定石通りに投入されたイスラム側の数台の巨大攻城兵器は外壁に取り付くや否や、巧妙に仕掛けられた罠によってそれらは転倒させられるか、油によって燃やされ全てが破壊されてしまった。城壁からの侵入のため待機していたイスラム兵士の損害は四ケタに達した。
攻撃側の損害は守備側のそれを圧倒していたが、損害を顧みないイスラム兵の波状攻撃は城側にも徐々に損害を増やしていく・・・・・・
日中の激戦に加え、夜間の投石機による攻撃が守備側の疲労を日に日に累積していく。
攻撃側には交代の予備兵が続々と投入されたが、むろん守備側には初めから予備兵などいない。
「この戦いは初めから一ヶ月が限界だと踏んで準備を進めてきた」
バリアンの顔にも疲労の色は濃く、負傷した腕の傷の癒える暇もない。
「その間に敵に想像以上の出血を強いて和平の時期を探る・・・・・・という戦略ですな」
「そうだ。
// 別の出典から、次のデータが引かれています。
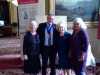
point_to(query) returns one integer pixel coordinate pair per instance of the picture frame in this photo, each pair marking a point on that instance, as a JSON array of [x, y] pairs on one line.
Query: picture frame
[[86, 9]]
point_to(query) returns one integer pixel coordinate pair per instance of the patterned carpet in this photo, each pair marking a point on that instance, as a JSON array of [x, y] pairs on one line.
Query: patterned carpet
[[9, 45], [12, 46], [20, 72]]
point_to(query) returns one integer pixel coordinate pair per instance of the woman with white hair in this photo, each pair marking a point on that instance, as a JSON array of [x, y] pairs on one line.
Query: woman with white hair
[[31, 50], [78, 47], [63, 48]]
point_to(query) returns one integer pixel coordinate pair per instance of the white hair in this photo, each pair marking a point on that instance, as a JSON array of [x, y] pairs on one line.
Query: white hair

その作戦はここまでは大いに成功したとも言える」
「サラディーンがそれでも戦を続けると言ったら、どうなされるおつもりでしょう?」
宮下の言葉にバリアンは笑って答える。
「その時はその時。この首を差し出して”ごめんなさい”だ」
「姫さまもご無事ではおられますまい、その時は・・・・・・」
「・・・・・・」
「私にお任せいただけますかな? この爺めに・・・・・・」
「どうするというのだ?」
十日以上に及んだ籠城戦も、もはや落とし所の探りあいの様相を呈してきたのは否めない。
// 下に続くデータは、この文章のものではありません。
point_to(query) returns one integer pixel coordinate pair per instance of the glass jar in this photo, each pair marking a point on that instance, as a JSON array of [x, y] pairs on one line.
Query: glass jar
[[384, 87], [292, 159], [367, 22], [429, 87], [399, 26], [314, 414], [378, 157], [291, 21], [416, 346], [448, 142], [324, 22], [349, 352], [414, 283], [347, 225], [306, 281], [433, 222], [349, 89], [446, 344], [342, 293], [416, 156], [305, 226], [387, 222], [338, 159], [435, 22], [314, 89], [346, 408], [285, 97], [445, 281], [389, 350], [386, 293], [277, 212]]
全滅か、徹底抗戦か・・・・・・ はたまた他に落とし所はあるのか・・・・・・ 末端の兵士のみならず非戦闘員ですら戦いの行方と己と家族の命、財産の保全が果たしてできるのかどうかが暗黙の議論の的だったのだ。
宮下は、己の持つ裏ルートを通じてサラディーン軍に客将として迎えられている舞姫と極秘に接触を図った。
一方、時を同じくして舞姫は、サラディーンの幕舎にてアル・タヌイーンとサラディーンに打開策を上申するよう命じられていた。